|Clovis Oncology CEO Patrick Mahaffy|
After reportedly striking out in an effort to find a buyer, Clovis Oncology ($CLVS) has struck up a deal of its own, agreeing to buy Italy's Ethical Oncology Science (EOS) and its mid-stage targeted cancer drug lucitanib for up to $420 million.
Under the deal, Clovis will hand over $200 million up front for the U.S. and Japanese rights to the dual-selective inhibitor, paying $190 million in stock and $10 million in cash. EOS is up for $65 million if lucitanib picks up FDA approval, plus another $155 million in long-term milestone payments. EOS had already signed over European and rest-of-world rights to Servier, and now Clovis is entitled to up to $470 million in milestones from its inherited partner, in addition to royalties on its Servier's eventual lucitanib sales.

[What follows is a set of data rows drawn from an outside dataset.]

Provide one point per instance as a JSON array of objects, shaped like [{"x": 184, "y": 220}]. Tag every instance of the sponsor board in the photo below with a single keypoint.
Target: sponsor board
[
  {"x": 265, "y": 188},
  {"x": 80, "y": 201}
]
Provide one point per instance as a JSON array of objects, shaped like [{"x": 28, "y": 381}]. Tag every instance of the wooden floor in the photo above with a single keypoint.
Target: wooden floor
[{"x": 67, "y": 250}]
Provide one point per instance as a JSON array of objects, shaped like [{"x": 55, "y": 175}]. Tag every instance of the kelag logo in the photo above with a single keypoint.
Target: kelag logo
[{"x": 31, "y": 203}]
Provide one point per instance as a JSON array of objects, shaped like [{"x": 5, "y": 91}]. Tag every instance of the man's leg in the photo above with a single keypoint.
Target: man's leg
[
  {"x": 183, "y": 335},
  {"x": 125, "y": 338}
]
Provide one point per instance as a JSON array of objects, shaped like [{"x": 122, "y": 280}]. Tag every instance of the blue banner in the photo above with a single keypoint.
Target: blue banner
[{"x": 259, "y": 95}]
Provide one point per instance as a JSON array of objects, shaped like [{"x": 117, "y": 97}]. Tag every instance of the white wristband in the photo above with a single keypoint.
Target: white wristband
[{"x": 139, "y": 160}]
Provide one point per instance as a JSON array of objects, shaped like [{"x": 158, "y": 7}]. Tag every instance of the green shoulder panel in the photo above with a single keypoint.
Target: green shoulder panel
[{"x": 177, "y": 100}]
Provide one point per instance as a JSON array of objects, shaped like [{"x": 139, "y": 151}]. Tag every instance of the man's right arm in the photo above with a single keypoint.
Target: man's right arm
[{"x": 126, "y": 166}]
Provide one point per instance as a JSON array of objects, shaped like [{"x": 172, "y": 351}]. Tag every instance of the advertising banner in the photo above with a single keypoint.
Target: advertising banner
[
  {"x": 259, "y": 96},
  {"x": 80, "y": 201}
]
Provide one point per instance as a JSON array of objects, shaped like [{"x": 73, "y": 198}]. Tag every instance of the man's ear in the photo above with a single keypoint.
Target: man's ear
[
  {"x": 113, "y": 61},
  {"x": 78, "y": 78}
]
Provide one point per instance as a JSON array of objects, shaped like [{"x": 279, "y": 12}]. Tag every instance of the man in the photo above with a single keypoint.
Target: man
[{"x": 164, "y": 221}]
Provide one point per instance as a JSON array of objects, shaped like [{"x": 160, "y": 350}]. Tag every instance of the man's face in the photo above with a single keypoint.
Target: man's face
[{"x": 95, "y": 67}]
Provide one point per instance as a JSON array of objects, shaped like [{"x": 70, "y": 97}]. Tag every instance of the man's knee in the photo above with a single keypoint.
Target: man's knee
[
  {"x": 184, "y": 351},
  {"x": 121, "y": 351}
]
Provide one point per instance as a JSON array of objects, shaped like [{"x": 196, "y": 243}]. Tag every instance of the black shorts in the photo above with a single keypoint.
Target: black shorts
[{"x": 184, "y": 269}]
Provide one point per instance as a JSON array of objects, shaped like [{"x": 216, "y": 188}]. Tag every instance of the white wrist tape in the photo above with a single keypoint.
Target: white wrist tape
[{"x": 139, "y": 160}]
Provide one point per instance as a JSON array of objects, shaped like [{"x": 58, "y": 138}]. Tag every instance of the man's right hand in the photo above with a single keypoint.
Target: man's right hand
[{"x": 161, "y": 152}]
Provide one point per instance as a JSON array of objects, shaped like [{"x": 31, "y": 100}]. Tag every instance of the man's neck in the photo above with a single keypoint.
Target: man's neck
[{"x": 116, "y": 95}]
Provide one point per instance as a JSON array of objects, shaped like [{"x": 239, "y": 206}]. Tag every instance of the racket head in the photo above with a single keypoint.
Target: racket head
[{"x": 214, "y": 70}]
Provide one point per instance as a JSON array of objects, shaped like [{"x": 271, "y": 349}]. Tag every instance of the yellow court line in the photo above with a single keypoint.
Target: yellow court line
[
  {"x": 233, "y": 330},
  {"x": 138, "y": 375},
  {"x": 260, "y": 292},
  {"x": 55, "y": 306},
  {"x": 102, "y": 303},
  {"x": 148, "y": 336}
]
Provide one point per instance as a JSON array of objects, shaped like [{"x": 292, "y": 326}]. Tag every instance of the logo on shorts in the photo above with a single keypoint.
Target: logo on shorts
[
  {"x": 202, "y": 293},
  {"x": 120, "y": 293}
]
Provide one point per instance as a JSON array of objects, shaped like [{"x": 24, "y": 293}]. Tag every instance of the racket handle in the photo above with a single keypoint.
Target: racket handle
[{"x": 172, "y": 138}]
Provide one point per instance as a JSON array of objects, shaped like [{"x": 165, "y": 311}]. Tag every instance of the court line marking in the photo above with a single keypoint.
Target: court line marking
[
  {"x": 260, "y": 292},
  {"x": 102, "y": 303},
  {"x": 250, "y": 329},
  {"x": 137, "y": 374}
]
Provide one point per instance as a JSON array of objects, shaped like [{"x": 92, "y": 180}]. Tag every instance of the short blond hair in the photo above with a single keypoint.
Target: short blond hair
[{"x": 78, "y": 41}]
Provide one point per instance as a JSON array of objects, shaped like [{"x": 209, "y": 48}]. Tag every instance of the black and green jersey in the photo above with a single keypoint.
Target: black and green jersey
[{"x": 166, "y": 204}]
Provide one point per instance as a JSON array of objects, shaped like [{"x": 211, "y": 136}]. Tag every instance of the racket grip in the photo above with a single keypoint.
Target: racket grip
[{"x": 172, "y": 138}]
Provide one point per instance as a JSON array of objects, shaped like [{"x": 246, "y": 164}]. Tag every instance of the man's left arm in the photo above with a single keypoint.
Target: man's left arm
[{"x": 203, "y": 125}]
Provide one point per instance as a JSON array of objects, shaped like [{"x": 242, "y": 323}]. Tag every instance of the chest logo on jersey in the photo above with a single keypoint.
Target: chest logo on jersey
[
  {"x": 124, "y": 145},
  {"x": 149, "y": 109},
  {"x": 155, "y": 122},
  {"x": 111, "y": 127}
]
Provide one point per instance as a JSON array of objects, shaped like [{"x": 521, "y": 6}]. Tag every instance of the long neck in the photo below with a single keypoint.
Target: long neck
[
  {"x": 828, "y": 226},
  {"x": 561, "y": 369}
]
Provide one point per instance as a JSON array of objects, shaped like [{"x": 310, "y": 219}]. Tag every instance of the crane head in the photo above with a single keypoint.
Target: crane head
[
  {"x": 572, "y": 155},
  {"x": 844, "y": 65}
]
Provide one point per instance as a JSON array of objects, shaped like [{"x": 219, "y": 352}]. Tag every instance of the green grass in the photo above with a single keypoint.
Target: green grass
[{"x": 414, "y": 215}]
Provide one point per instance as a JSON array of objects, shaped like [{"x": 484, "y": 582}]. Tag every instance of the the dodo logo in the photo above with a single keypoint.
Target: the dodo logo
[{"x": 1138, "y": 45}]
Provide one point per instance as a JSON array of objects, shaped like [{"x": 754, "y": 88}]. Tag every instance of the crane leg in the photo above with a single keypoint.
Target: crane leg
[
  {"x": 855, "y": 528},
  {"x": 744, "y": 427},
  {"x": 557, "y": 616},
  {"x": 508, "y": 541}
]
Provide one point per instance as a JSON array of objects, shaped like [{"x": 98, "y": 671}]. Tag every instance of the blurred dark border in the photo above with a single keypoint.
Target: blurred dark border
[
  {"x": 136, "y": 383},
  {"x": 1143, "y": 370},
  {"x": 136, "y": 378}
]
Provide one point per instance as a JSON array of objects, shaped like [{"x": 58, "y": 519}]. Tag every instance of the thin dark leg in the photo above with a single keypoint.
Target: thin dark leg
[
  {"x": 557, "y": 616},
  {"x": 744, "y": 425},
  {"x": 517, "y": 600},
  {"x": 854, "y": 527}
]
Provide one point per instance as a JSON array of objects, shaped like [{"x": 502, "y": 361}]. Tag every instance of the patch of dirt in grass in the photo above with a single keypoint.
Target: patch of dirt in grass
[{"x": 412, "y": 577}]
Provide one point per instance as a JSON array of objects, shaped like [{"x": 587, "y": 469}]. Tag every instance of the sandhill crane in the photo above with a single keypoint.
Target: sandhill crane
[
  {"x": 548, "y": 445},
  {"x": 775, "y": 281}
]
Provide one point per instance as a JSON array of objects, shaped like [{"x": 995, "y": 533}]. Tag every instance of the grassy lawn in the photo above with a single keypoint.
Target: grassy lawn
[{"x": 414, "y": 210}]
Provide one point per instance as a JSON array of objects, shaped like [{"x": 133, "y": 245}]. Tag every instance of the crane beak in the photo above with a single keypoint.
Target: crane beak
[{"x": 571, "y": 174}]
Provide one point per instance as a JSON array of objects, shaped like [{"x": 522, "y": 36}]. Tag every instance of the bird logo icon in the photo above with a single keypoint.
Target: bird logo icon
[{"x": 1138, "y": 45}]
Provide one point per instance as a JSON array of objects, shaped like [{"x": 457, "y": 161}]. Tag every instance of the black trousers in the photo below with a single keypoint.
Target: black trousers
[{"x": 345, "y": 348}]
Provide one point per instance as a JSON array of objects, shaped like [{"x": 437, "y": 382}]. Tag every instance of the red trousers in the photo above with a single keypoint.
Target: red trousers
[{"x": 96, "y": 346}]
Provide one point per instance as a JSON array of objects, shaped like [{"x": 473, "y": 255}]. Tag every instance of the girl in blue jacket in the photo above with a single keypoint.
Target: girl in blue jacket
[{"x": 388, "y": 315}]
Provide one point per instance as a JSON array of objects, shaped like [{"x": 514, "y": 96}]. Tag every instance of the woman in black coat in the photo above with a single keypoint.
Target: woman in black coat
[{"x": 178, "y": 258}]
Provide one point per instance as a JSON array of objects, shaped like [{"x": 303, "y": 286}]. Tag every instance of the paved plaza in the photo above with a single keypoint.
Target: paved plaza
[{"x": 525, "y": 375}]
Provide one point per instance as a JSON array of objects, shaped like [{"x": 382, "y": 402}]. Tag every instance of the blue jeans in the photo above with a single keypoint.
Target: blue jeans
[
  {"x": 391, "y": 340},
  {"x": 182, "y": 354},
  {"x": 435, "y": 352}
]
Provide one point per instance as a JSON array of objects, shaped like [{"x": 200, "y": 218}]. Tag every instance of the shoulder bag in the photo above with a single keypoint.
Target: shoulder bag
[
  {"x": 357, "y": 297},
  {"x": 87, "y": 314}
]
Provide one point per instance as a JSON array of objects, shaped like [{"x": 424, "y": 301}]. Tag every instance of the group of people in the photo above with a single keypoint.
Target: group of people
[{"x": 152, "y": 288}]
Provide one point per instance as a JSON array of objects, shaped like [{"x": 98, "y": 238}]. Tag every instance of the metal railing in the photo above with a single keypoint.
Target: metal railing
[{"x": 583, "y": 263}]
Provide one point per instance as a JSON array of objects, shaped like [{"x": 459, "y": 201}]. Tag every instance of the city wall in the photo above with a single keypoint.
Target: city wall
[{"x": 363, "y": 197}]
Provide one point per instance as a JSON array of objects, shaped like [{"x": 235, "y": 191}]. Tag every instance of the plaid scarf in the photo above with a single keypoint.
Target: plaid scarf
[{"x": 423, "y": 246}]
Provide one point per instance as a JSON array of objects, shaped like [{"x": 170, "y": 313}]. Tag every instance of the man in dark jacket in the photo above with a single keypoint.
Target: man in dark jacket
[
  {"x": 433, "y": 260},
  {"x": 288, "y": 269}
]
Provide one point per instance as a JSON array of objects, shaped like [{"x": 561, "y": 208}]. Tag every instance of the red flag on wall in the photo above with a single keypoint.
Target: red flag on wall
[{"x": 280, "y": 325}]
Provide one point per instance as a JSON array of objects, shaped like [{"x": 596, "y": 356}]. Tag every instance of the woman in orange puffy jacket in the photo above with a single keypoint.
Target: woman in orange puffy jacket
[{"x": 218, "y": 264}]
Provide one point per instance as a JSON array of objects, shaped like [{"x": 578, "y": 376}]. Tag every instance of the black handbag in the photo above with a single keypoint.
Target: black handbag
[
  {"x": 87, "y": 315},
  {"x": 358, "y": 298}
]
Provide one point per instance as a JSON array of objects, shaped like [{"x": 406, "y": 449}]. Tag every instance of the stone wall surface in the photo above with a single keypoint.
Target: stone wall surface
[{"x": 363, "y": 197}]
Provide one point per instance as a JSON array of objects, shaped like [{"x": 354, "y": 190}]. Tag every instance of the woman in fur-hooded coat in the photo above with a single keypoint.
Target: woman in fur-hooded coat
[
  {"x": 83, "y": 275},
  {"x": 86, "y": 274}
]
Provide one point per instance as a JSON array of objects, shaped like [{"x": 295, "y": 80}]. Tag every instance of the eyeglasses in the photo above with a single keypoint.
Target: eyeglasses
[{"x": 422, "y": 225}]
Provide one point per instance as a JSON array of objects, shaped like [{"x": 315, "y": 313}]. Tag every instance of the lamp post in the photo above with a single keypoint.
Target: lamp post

In exchange, Clovis gets an oral inhibitor of FGF and VEGF receptors that has shown promise in breast, renal cell and thyroid cancers. Lucitanib is ready for Phase II, and Clovis wants to start off chasing FGF-aberrant breast cancer and metastatic squamous non-small cell lung cancer, believing the drug's ability to target two relevant tumor growth pathways will pay off in efficacy. In tandem, Servier is set to start enrollment on a Phase II study testing the drug as a monotherapy in patients with advanced breast cancer.
Back in September, rumor had it Clovis was fishing for a buyout deal of around $2.2 billion, but, finding little interest, the company decided to pack it in and go at it alone. Now, the Colorado biotech can add another promising cancer drug to its stable of compounds, CEO Patrick Mahaffy said, and lucitanib joins the PARP inhibitor rucaparib, now in Phase II, and the early-stage CO-1686, an EGFR-targeting lung cancer drug.
"It is highly consistent with our focus on developing targeted therapies that provide meaningful benefit to specific patient populations," Mahaffy said in a statement. "We are extremely encouraged with lucitanib's 50% response rate seen to date in heavily pre-treated targeted patients, and we intend to develop it aggressively in collaboration with our partner Servier."
EOS is a Sofinnova portfolio company, and the French VC was a seed investor back at the company's 2006 inception, when three Novuspharma vets reunited after selling their old company to Cell Therapeutics ($CTIC) for $235 million.